Masalah hukum pada lingkup pertanahan dan properti tidak ada habisnya, apa lagi terhadap tanah kosong yang ditinggal pemiliknya atau tanah yang bukti kepemilikan atau peralihannya masih berupa AJB (Akta Jual Beli). Persoalan yang sering muncul terhadap tanah tersebut munculnya pihak tandingan yang mengklaim sebagai pemilik bahkan mungkin sedang mengajukan permohonan penerbitan sertifikat di BPN setempat. Bagaimana solusinya?
Undang-Undang Nomor 05 Tahun 1960 tentang Peraturan Dasar Pokok-Pokok Agraria (UUPA) telah mengatur kewajiban setiap orang yang memiliki hak atas sebidang tanah untuk melakukan pendaftaran/pensertifikatan di Kantor Pertanahan setempat. Tujuannya adalah untuk melindungi hak si pemilik dan untuk menghindari potensi permasalahan hukum di kemudian hari seperti yang dijelaskan sebelumnya.

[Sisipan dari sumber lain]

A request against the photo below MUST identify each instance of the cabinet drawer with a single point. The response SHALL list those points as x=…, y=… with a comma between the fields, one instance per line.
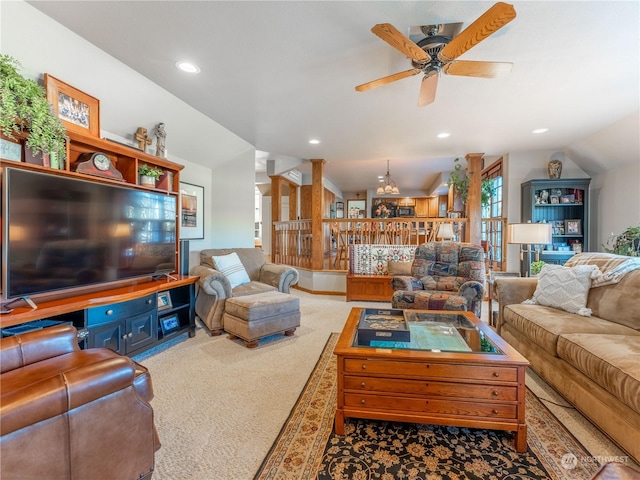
x=432, y=389
x=114, y=311
x=429, y=406
x=430, y=370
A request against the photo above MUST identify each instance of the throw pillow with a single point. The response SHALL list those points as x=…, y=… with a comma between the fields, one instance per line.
x=231, y=267
x=399, y=268
x=566, y=288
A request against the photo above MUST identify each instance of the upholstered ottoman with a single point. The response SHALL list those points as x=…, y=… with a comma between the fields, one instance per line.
x=253, y=317
x=426, y=300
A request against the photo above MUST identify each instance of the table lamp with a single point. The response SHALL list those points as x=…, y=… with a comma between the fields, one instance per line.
x=528, y=234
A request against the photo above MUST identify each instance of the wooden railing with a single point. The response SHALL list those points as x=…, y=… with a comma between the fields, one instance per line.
x=293, y=239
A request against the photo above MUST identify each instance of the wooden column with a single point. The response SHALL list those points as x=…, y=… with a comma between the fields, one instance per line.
x=474, y=198
x=276, y=208
x=317, y=209
x=293, y=201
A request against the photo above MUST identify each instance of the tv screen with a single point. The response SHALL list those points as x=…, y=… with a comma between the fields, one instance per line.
x=62, y=232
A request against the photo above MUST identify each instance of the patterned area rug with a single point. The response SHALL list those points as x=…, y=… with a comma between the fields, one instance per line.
x=306, y=447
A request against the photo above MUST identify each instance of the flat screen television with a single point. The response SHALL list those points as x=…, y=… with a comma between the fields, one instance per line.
x=63, y=233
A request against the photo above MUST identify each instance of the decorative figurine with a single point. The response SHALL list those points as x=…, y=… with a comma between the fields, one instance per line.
x=161, y=135
x=142, y=139
x=555, y=169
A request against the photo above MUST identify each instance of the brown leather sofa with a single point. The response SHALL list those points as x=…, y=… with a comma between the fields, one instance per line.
x=67, y=413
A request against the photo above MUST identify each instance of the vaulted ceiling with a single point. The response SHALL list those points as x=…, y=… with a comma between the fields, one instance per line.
x=278, y=74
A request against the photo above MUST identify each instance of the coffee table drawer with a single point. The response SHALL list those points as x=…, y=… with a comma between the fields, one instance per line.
x=429, y=406
x=435, y=389
x=430, y=370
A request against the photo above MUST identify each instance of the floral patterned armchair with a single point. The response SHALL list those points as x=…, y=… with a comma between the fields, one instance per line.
x=444, y=276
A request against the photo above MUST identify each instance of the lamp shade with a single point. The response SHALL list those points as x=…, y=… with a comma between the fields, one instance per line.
x=529, y=233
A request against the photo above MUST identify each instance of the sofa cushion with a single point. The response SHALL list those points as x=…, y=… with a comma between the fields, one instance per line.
x=566, y=288
x=232, y=268
x=609, y=360
x=544, y=325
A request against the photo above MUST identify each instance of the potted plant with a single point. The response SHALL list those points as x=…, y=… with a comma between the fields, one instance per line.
x=627, y=243
x=24, y=109
x=460, y=183
x=536, y=267
x=149, y=175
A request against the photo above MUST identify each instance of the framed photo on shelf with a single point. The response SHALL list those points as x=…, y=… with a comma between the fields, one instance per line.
x=573, y=227
x=191, y=211
x=164, y=301
x=78, y=111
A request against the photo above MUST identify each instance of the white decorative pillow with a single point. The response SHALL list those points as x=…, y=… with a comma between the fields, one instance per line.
x=566, y=288
x=231, y=267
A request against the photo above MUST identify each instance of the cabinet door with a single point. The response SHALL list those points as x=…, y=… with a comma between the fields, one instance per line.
x=110, y=335
x=141, y=330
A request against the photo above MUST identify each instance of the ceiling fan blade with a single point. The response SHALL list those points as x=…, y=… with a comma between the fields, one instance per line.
x=428, y=89
x=470, y=68
x=384, y=80
x=397, y=40
x=490, y=21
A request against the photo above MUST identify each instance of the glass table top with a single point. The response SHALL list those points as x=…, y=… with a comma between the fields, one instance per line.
x=434, y=331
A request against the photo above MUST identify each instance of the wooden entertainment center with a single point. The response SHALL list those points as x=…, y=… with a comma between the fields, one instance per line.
x=128, y=316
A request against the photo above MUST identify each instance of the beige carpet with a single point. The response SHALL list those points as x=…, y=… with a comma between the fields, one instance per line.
x=220, y=406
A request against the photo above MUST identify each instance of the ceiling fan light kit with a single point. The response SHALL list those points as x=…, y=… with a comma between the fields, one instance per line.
x=387, y=186
x=438, y=51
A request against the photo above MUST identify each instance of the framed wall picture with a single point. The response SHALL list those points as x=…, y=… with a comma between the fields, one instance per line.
x=356, y=208
x=164, y=301
x=79, y=112
x=191, y=211
x=573, y=227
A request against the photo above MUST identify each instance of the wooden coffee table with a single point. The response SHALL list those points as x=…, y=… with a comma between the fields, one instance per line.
x=454, y=371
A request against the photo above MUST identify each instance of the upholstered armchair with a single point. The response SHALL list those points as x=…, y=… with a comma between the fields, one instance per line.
x=444, y=276
x=217, y=283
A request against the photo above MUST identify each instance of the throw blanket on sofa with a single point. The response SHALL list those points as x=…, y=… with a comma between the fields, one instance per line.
x=612, y=268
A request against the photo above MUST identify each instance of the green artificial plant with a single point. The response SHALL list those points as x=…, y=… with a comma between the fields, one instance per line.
x=460, y=182
x=24, y=109
x=627, y=243
x=147, y=171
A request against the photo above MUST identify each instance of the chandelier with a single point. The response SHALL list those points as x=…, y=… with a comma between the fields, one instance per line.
x=387, y=186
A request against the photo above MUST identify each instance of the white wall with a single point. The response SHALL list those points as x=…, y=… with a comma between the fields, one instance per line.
x=214, y=157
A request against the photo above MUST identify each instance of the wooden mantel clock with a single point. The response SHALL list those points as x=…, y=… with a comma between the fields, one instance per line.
x=97, y=164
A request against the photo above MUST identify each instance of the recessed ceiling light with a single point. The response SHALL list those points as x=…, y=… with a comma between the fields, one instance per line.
x=187, y=67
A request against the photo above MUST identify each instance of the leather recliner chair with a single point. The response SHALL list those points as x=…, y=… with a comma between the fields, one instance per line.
x=67, y=413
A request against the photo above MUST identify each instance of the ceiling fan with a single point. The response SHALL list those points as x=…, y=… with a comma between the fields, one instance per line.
x=438, y=51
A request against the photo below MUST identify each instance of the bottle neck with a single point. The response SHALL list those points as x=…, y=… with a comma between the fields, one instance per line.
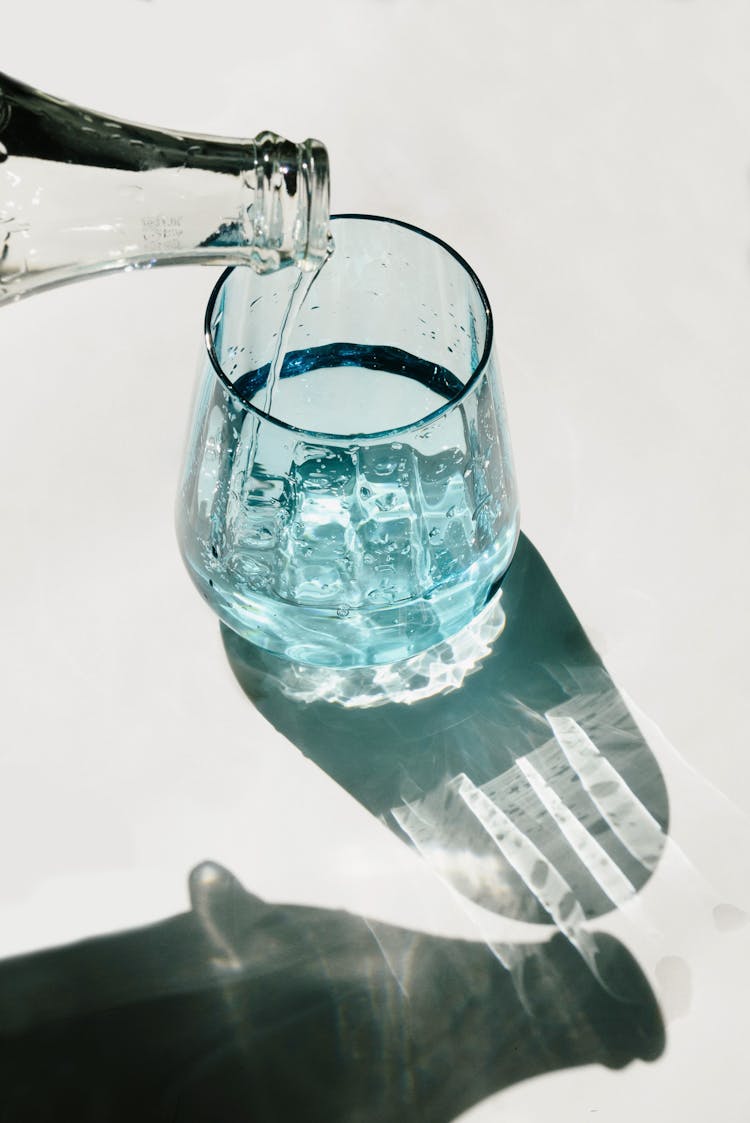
x=83, y=193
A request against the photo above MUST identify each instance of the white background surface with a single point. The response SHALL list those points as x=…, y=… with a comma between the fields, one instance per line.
x=592, y=162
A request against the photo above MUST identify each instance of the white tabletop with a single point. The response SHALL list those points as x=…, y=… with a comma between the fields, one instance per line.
x=591, y=162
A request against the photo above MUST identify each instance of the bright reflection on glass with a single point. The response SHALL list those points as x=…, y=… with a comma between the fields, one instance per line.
x=438, y=670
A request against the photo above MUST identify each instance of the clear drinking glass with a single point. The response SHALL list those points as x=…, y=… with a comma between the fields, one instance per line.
x=367, y=508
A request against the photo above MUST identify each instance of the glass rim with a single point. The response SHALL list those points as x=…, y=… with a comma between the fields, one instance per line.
x=398, y=430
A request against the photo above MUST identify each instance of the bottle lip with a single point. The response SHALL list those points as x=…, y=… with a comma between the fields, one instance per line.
x=347, y=438
x=314, y=167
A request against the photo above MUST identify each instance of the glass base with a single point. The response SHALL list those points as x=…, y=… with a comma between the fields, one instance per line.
x=353, y=637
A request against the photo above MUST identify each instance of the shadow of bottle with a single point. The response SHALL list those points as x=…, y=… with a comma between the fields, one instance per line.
x=530, y=788
x=244, y=1012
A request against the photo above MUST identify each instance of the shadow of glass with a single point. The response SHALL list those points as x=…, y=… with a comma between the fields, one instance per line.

Namun dalam prakteknya, masyarakat masih banyak yang tidak memperhatikan aspek legal kepemilikan tanah. Bahkan, terkadang hanya bermodalkan kwitansi, sehingga tidak heran jika dikemudian hari muncul sengketa seperti munculnya pihak tandingan yang mengklaim bahkan sudah mengajukan permohonan penerbitan sertifikat di BPN setempat.
Dalam kasus tersebut, kekuatan pembuktian secara formil sangat dibutuhkan seperti keaslian bukti pembayaran, keaslian AJB, saksi-saksi, foto-foto, bukti penguasaan fisik, dll. Setelah yakin dengan kekuatan pembuktian, barulah memikirkan langkah hukum yang dimulai dari ajakan musyawarah. Pada tahap ini kedua pihak saling ujuk argumentasi dan menyampaikan bukti-bukti. Selain itu dibutuhkan sikap tenang sampai diketahui akar permasalahan yang bisa jadi karena adanya penipuan yang dilakukan oleh penjual kepada pihak lawan.
Jika upaya musyawarah telah maksimal dan tidak ada kemungkinan kata sepakat yang menguntungkan kita, maka langkah selanjutnya adalah mengajukan keberatan atau pemblokiran sertifikat di kantor pertanahan setempat. Pengajuan pemblokiran harus disertai dengan bukti-bukti dan kronologi/riwayat tanah yang menjadi objek sengketa tersebut.
Keputusan menerima atau menolak permohonan pemblokiran oleh Kantor Pertanahan setempat sangat tergantung pada bukti-bukti dan kronologi/riwayat tanah yang diserahkan. Perlu dicatat bahwa bila jangka waktu penerimaan pemblokiran hanya 30 (tiga puluh) hari. Bila sengketa belum selesai dan ada keinginan untuk memperpanjang pemblokiran, maka diperlukan status bahwa perkara tersebut telah didaftarkan pada Pengadilan Negeri setempat sesuai dengan nomor register perkara yang telah terdaftar. Artinya, harus segera lakukan gugatan di Pengadilan dan memberitahukannya kepada Kantor Pertanahan setempat. Hal lain yang perlu diingat adalah bahwa Kantor Pertanahan tidak memutuskan siapa yang paling berhak atau paling sah karena hal tersebut adalah kewenangan Pengadilan Negeri. Oleh karenanya, kantor pertanahan akan otomatis tunduk pada hasil putusan pengadilan yang telah berkekuatan hukum tetap sesuai dictum (bunyi putusan) yang tercatat dalam putusan pengadilan tersebut tanpa terkecuali.